In de eerste jaren na de Tweede Wereldoorlog was deze afdeling verantwoordelijk voor de toewijzing van woningen en huisraad aan de Rotterdammers die na de bevrijding terugkeerden van de arbeidsinzet, uit de concentratiekampen of onderduik. Daarbij kon men putten uit een voorraad van bijna 1500 woningen en een flinke hoeveelheid meubilair die waren gevorderd met een beroep op het Besluit Vijandelijk Vermogen. In de praktijk ging het vooral om bezittingen van mensen met een Duitse nationaliteit of personen die tijdens de oorlog met de bezetter hadden gecollaboreerd, zoals NSB’ers.

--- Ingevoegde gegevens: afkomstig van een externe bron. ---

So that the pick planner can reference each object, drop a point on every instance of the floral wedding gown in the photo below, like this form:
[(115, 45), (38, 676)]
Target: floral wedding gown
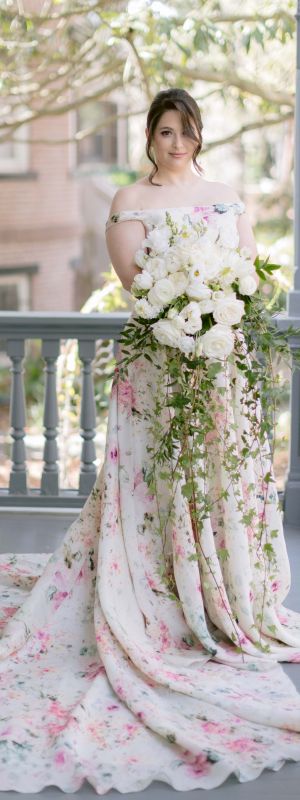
[(103, 675)]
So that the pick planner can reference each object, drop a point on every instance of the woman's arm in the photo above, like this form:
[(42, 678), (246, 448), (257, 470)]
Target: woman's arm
[(123, 239)]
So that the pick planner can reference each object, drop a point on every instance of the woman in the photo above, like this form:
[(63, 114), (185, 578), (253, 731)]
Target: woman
[(106, 675)]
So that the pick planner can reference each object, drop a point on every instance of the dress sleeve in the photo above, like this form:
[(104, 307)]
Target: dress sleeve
[(239, 208), (122, 216)]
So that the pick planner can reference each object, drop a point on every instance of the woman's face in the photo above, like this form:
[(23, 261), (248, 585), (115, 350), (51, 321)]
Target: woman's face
[(170, 139)]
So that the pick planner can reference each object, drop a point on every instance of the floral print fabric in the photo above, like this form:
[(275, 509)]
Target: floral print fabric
[(103, 676)]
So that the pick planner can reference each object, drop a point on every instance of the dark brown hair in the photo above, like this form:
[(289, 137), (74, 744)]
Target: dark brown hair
[(181, 101)]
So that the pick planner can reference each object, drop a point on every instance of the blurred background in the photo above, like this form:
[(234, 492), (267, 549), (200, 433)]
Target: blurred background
[(77, 81)]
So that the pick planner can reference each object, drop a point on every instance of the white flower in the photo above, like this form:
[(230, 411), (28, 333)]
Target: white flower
[(141, 258), (146, 310), (162, 292), (218, 342), (199, 347), (179, 282), (186, 344), (228, 310), (247, 284), (157, 267), (192, 318), (158, 240), (167, 331), (143, 280), (198, 290), (206, 306)]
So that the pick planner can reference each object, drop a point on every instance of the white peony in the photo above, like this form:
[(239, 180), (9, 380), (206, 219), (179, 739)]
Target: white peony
[(157, 267), (146, 310), (186, 344), (247, 284), (143, 280), (162, 292), (158, 240), (179, 282), (198, 290), (228, 310), (192, 318), (218, 342), (206, 306)]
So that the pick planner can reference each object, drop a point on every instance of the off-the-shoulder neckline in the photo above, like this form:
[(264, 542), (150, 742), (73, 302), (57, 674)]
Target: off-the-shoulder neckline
[(177, 208)]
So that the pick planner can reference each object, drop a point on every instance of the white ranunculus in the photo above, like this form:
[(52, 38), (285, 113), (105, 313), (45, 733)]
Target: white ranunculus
[(218, 342), (146, 310), (167, 331), (157, 267), (206, 306), (228, 310), (158, 240), (210, 236), (179, 282), (143, 280), (141, 258), (192, 318), (162, 292), (198, 347), (247, 284), (186, 344), (245, 252), (198, 290)]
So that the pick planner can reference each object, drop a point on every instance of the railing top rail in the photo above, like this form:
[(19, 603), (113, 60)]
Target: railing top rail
[(62, 324)]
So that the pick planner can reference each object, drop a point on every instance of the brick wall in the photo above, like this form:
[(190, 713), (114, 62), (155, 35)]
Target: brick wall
[(40, 218)]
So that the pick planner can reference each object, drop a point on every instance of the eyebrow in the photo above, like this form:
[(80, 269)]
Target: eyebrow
[(167, 127)]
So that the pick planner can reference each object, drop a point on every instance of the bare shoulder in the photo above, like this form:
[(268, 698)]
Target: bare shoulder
[(126, 198), (225, 193)]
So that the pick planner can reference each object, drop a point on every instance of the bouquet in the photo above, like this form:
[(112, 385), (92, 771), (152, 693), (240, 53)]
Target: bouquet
[(192, 289), (198, 308)]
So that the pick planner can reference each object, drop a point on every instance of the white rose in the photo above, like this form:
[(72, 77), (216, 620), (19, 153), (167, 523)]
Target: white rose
[(141, 258), (186, 344), (146, 310), (157, 267), (228, 310), (162, 292), (179, 282), (158, 239), (143, 280), (206, 306), (218, 342), (198, 290), (192, 318), (198, 347), (247, 284), (166, 331)]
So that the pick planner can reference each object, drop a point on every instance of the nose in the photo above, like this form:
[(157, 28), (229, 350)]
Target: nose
[(178, 142)]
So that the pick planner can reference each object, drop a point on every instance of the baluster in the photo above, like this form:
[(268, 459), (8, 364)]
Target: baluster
[(17, 478), (86, 350), (49, 482)]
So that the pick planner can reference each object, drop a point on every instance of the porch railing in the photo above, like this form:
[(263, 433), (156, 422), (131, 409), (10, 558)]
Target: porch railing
[(51, 328), (87, 329)]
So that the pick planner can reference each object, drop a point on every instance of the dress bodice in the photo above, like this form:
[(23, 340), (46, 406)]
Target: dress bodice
[(220, 215)]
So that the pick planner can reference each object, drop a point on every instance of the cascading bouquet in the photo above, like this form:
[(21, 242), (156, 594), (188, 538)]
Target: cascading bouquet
[(198, 306)]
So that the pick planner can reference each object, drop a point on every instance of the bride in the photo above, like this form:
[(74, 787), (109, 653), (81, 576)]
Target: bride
[(105, 676)]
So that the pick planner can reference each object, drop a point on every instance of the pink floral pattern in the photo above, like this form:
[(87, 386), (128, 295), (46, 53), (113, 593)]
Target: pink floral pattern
[(107, 677)]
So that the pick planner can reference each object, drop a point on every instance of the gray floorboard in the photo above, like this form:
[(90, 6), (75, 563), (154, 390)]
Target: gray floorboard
[(281, 785)]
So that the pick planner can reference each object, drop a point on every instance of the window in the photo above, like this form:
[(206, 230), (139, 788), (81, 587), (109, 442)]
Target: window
[(14, 156), (15, 289), (101, 146)]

Bij het toewijzen van woningen kregen ex-verzetslieden voorrang, daarna gerepatrieerde Joden en ten slotte mensen die in 1944-1945 door oorlogsgeweld waren getroffen. In het najaar van 1945 had Volkshuisvesting op die manier 640 gezinnen van een huis en inboedel voorzien. Zo’n 130 gegadigden wachtten toen nog op een woning.
Het lastige was dat die voorraad van 1500 woningen alleen op papier bestond. In werkelijkheid verkeerden veel van die panden in zo’n slechte staat dat ze ongeschikt waren voor bewoning. Veel andere huizen konden niet worden uitgegeven omdat de gezinnen van gearresteerde NSB’ers er nog woonden.Ook het toewijzen van inboedels ging moeizaam. Door bureaucratie en gebrekkige administratie moesten repatrianten lang wachten voor ze genoeg spullen hadden om een beetje normaal leven te kunnen leiden. Vooral voor Joodse repatrianten was de situatie schrijnend omdat ze bij terugkeer in de stad vaak niks meer hadden. Daar kwam bij dat de hulp van Volkshuisvesting niet gratis was. Iedereen moest betalen voor zijn tweedehands inboedel.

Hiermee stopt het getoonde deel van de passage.